With the research and development of new architecture, code migration issues more prominent, and the core binary translation virtual machine technology has gained widespread attention and research. Binary translation technology is a direct translation technology, it can translate executable on a processor to another processor. You can begin software development and debugging before the born of the hardware using embedded hardware emulation whose core technology also is binary translation. Binary translation technology has application value on software cross-platform and hardware emulation.

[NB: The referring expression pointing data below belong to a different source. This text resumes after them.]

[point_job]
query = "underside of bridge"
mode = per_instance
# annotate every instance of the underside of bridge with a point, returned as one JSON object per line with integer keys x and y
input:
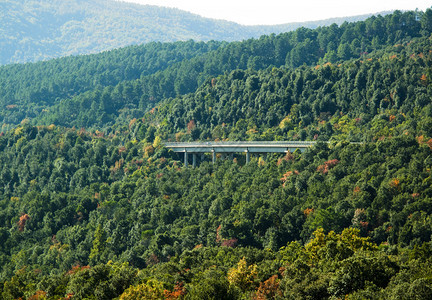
{"x": 229, "y": 148}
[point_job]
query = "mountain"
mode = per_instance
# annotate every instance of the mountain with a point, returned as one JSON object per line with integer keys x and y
{"x": 95, "y": 206}
{"x": 34, "y": 30}
{"x": 117, "y": 85}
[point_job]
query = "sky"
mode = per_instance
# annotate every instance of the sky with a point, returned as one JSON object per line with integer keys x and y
{"x": 271, "y": 12}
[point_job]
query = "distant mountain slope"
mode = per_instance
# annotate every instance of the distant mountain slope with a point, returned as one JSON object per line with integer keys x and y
{"x": 34, "y": 30}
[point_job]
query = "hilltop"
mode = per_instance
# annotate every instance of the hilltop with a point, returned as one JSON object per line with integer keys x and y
{"x": 34, "y": 30}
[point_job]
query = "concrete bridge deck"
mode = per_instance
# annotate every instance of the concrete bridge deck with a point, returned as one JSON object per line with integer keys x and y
{"x": 236, "y": 147}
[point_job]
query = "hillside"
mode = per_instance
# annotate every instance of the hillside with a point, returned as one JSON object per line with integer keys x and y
{"x": 34, "y": 30}
{"x": 103, "y": 210}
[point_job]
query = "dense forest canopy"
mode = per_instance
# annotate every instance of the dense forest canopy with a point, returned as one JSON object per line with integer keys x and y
{"x": 119, "y": 85}
{"x": 92, "y": 205}
{"x": 34, "y": 30}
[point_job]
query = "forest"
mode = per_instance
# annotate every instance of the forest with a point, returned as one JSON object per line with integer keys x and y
{"x": 36, "y": 30}
{"x": 93, "y": 206}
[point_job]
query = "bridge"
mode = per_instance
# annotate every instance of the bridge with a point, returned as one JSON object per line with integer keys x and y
{"x": 248, "y": 148}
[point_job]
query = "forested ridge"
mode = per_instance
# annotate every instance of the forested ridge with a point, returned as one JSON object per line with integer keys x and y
{"x": 92, "y": 205}
{"x": 35, "y": 30}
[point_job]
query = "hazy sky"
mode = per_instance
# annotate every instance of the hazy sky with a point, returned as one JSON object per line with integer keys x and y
{"x": 255, "y": 12}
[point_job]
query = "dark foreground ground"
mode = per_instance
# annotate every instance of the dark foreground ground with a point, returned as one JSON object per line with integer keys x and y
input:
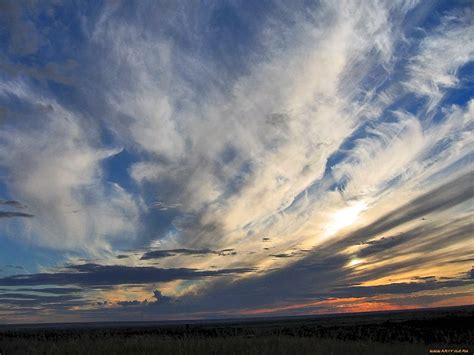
{"x": 441, "y": 331}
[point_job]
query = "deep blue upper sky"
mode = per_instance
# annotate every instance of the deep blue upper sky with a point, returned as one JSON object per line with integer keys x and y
{"x": 236, "y": 157}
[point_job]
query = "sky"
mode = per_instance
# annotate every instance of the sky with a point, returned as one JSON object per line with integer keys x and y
{"x": 170, "y": 160}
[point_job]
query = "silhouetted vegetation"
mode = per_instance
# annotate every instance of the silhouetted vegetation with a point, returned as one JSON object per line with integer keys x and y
{"x": 414, "y": 332}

QEMU (Quick EMUlator) system is more advanced multi-source and multi-objective binary translation system, and it supports both virtual process level and system-level virtual two modes of operation, with high-speed, cross-platform, open-source, easy to transplant, etc. [1, 7]. Process virtual machine allows applications developed for other architectures to use, and interact in the same way with the other programs installed on the current host.; System virtual machine can make other architecture operating system can be installed and run on the user host computer, and can be mounted within the operating system to run the application. Compared advantages and disadvantages of these two modes, process-level simulation is often relatively simple and efficient, especially in the source machine operating system and the host operating system is the same series, the more obvious advantages [1]. This paper mainly discusses the the QEMU process level binary translation system. TCG (Tiny Code Generator) technology was introduced into QEMU after v0.10.0. There always been a key problem, the allocation of the registers. The number of registers in the hardware machine is small but the operation speed is high. So they are precious resources. The original TCG technology has not considered the using condition of the registers in the source code context, the values were not saved and the using ratio of the registers is low, causing repeatedly access memory while using variables. Register allocation algorithm can solve this problem, and we will implement it at the back-end of TCG.

# 2. About QEMU Translation System

QEMU is a pure software simulation of the integrated development environment in the common linux and windows platform, it can simulate common embedded computer systems.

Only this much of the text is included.